Wie auf dem Klappentext erwähnt, ist es ein Geschichtsbuch – und dazu noch ein großartiges Buch. Es mag klischeehaft klingen, aber seitdem ich angefangen habe zu lesen, hat es meinen Horizont erheblich erweitert und mir eine ganz neue Perspektive auf historische Ereignisse gegeben.
Man sollte sich nicht von der Einordnung als Geschichtsbuch täuschen lassen, denn durch die Nutzung von Disziplinen wie Biologie, Anthropologie und Geografie werden auf sehr beeindruckende Weise Antworten auf die oft als einfach scheinenden, aber normalerweise schwer zu beantwortenden „Warum?“–Fragen gegeben. Zum Beispiel werden Beziehungen, Ursachen und Zusammenhänge, die in einem klassischen Geschichtsbuch nur trocken erzählt werden, durch die Unterstützung der Biologie plötzlich klar und verständlich. Es ist bemerkenswert, wie der Autor aus verschiedenen Fachbereichen Informationen schöpft und diese erfolgreich in ein Geschichtsbuch integriert. Der einfachste Weg, dies beim Lesen zu erkennen, ist die Anzahl der „absurden“ Vorschläge, die man auf über 600 Seiten findet. Denn während im Hintergrund des Geschehens ständig wissenschaftliche Phänomene ablaufen, die unabhängig vom historischen Fluss stattfinden, werden die Beziehungen erklärt und auf einmal erscheinen diese Vorschläge sehr logisch; und da die meisten Informationen zahlenbasiert und auf Fakten beruhen, steigt die Zuverlässigkeit. Das hilft dabei, Geschichte aus einem rationaleren Blickwinkel zu betrachten, anstatt sie als eine Kette von Ereignissen und Persönlichkeiten zu sehen, die wir einfach auswendig lernen sollen, wie es besonders in unserem Land versucht wird.
Das Buch gibt auf die behandelten „einfachen“ Fragen wie etwa die Rolle von Nahrungsmitteln in der Entwicklung von Gesellschaften, die geographische Lage und Ausdehnung der Kontinente, Epidemien usw. „einfache“ Antworten, was natürlich zu Kritiken führt, dass „nicht alles damit erklärt werden kann“. Aber das ist ganz natürlich.
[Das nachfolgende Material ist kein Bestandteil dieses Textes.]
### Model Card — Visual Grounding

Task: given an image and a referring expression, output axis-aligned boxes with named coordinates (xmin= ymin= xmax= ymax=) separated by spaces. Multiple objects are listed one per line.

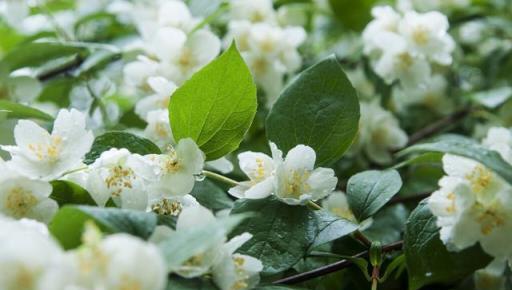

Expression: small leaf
xmin=50 ymin=180 xmax=96 ymax=206
xmin=169 ymin=44 xmax=257 ymax=160
xmin=0 ymin=100 xmax=53 ymax=122
xmin=231 ymin=197 xmax=316 ymax=274
xmin=347 ymin=169 xmax=402 ymax=221
xmin=404 ymin=201 xmax=492 ymax=290
xmin=84 ymin=132 xmax=162 ymax=164
xmin=266 ymin=56 xmax=360 ymax=165
xmin=311 ymin=210 xmax=358 ymax=248
xmin=49 ymin=206 xmax=158 ymax=249
xmin=190 ymin=179 xmax=233 ymax=211
xmin=399 ymin=135 xmax=512 ymax=184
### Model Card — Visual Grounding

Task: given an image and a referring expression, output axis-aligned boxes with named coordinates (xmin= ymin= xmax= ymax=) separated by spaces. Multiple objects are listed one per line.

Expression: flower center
xmin=6 ymin=187 xmax=37 ymax=218
xmin=412 ymin=25 xmax=429 ymax=45
xmin=28 ymin=135 xmax=62 ymax=162
xmin=151 ymin=199 xmax=183 ymax=216
xmin=105 ymin=165 xmax=137 ymax=196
Wenn ein Leser jedoch ein tieferes Verständnis des Themas entwickeln und es mit verschiedenen Quellen vergleichen möchte, muss er bei den Kritiken vorsichtig sein (was übrigens bei jeder Kritik der Fall ist, nicht nur bei dieser), weil Guns, Germs and Steel sich wirklich intensiv mit Mechanismen wie der Evolution beschäftigt. Das Problem dabei ist, dass einige Kritiken nach diesem Punkt anfangen, das Buch mit der längst überholten Lamarck’schen Theorie zu analysieren und Beispiele zu bringen, als ob das Buch das Gegenteil behaupten würde, was zu einigen Fehlern führt.
Es ist natürlich, dass Menschen, die ein biologistisches Werk kritisieren, auch ein ausreichendes Wissen in Biologie haben sollten. Doch viele, die ihre Meinung über dieses „Geschichtsbuch“ äußern, verstehen leider nicht die Vielseitigkeit des Buches in den verschiedenen wissenschaftlichen Disziplinen, weshalb man beim Lesen von Kritiken vorsichtig sein muss. Wenn der Leser auch in dieser Hinsicht unklar ist, kann es passieren, dass er die verzerrten Kritiken übernimmt und denkt, das Buch würde Dinge behandeln, die es gar nicht tut, oder dass er das Gelesene missversteht.
Warum ich mich so auf die Kritik konzentriere, möchte ich auch erklären: Seitdem ich mit dem Lesen des Buches begonnen habe, wurde ich von ihm beeinflusst. Als ich, zusätzlich zu den Wörterbucheinträgen, einige Kritiken im Internet (Blog, persönliche Seite usw.) las, bemerkte ich, dass diese Fehler in den meisten Fällen sehr ähnlich waren, was mich stören ließ. So kam ich schließlich zu diesem langen Beitrag. Einige der in diesen Texten geäußerten Ansichten wollte ich noch detaillierter bewerten, aber da ich das Buch noch nicht fertig gelesen habe, schiebe ich das auf.